Не могу сказать, что погибал непременно герой или великий деятель, которого оплакивали все люди доброй воли. Моя жадность до всяческих судеб была так велика и так разнообразны жизни, которые мне хотелось прожить, что мне приходилось умирать и в качестве злодеев, подлецов или общепризнанных мерзавцев. В последнее слово о них я вкладывал ничуть не меньше пыла и сердечности. Смерть Тони Камонте из «Лица со шрамом» от рук полицейских казалась мне позорной для них и славной для него… Взрыв в финальной сцене «Белой горячки» Рауля Уолша и гибель Коди Джаррета представлялись прекрасными и достойными прославления. И конечно, Мишель Пуа-кар, он же Жан-Поль Бельмондо, убитый инспектором Видалем в последней сцене удивительного фильма Годара «На последнем дыхании». Этот фильм наравне с «Уделом человеческим» и «Феноменологией духа» сделал меня таким, каким я стал.
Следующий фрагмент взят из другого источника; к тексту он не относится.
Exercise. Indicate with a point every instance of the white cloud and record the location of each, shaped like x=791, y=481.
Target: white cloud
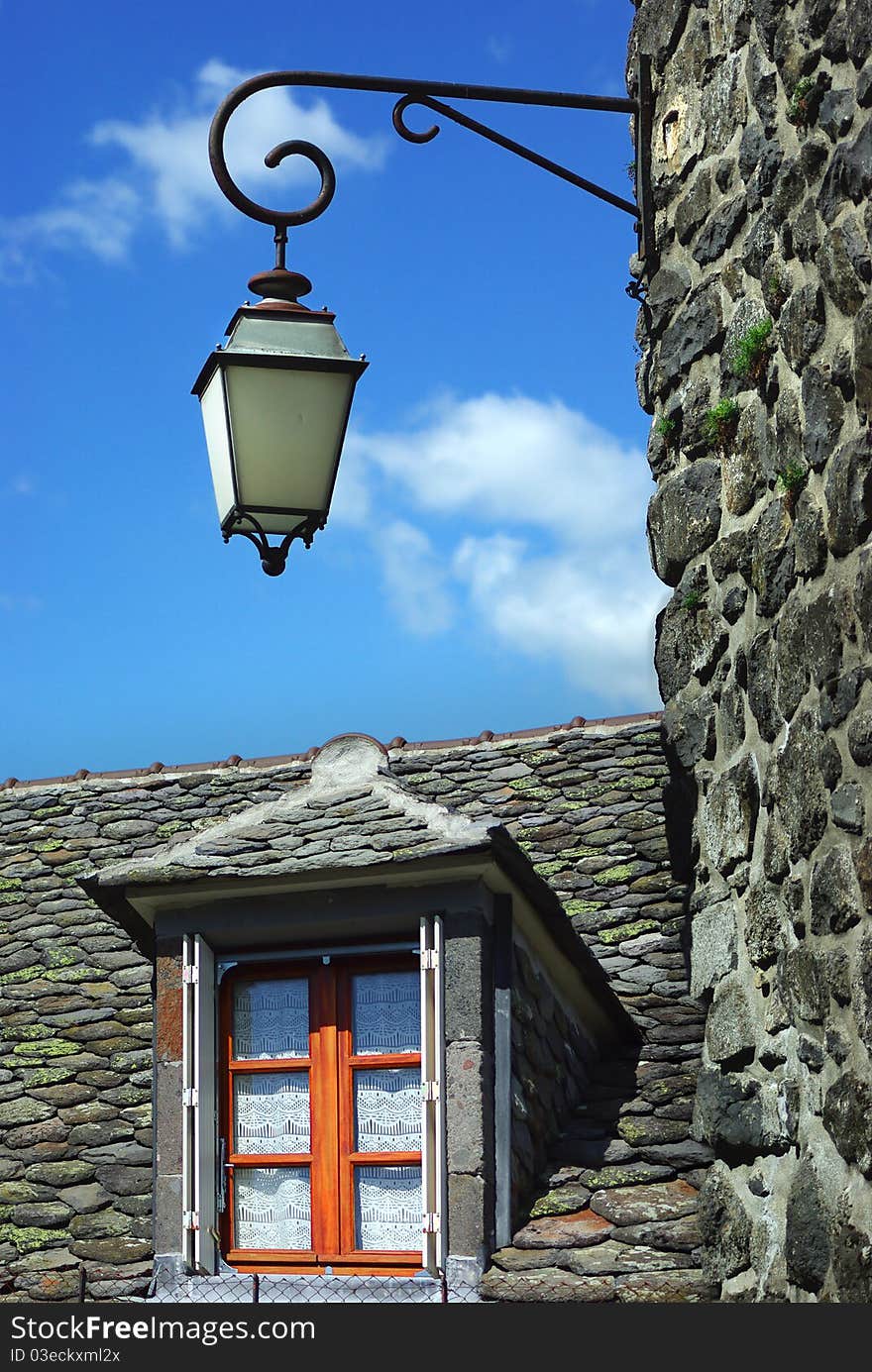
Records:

Джин Сиберг[154] сидела передо мной в саду и, задыхаясь от слез, горя и угрызений совести, слушала мои прочувствованные речи…
И когда в заключительной части слезы наворачивались на глаза и у меня, оплакивал я не столько свою смерть и даже не то обилие заслуг, которые живописал с таким жаром, что куда там Плутарху с «Жизнеописаниями» или Марселю Швобу с «Воображаемыми жизнями», — я оплакивал все другие жизни, столько других жизней, которые уже не проживут погребенные мной, и мне не хватит детства — да что там детства, жизни! — чтобы охватить их все…
Спустя пятьдесят лет я чувствую примерно то же самое.
Бесчисленные жизни бесчисленных кумиров. «Леви» мечтает о «левитации».
Конечно же, я бы боготворил Мальро, не будь у меня за плечами Бангладеш и Боснии.
Сартр, человек-век. Камю, о котором я мечтаю написать книгу такую же основательную, как о Сартре. Бодлер, о нем я написал и зашифровал в тексте несколько своих тайн. Хемингуэй, из-за Испании. Овидий, из-за «Искусства любви». Мои раввины. И мои мошенники из Сараева. Лейбниц, которого хватило на сто жизней. И Пруст, который не видел ничего, кроме творчества. Эрудиты моей юности, приносившие себя в жертву не свойственным возрасту амбициям, а элегиям Тибулла, найденному стихотворению Энния или оде Проперция, посвященной Кинфии… И еще… Еще так много других… Святые и чудовища… И те, в которых я не успел увидеть кумиров… Я живу их жизнями.
Ну и Гари, в конце концов.
Ничего не могу поделать, Гари не перестает меня преследовать.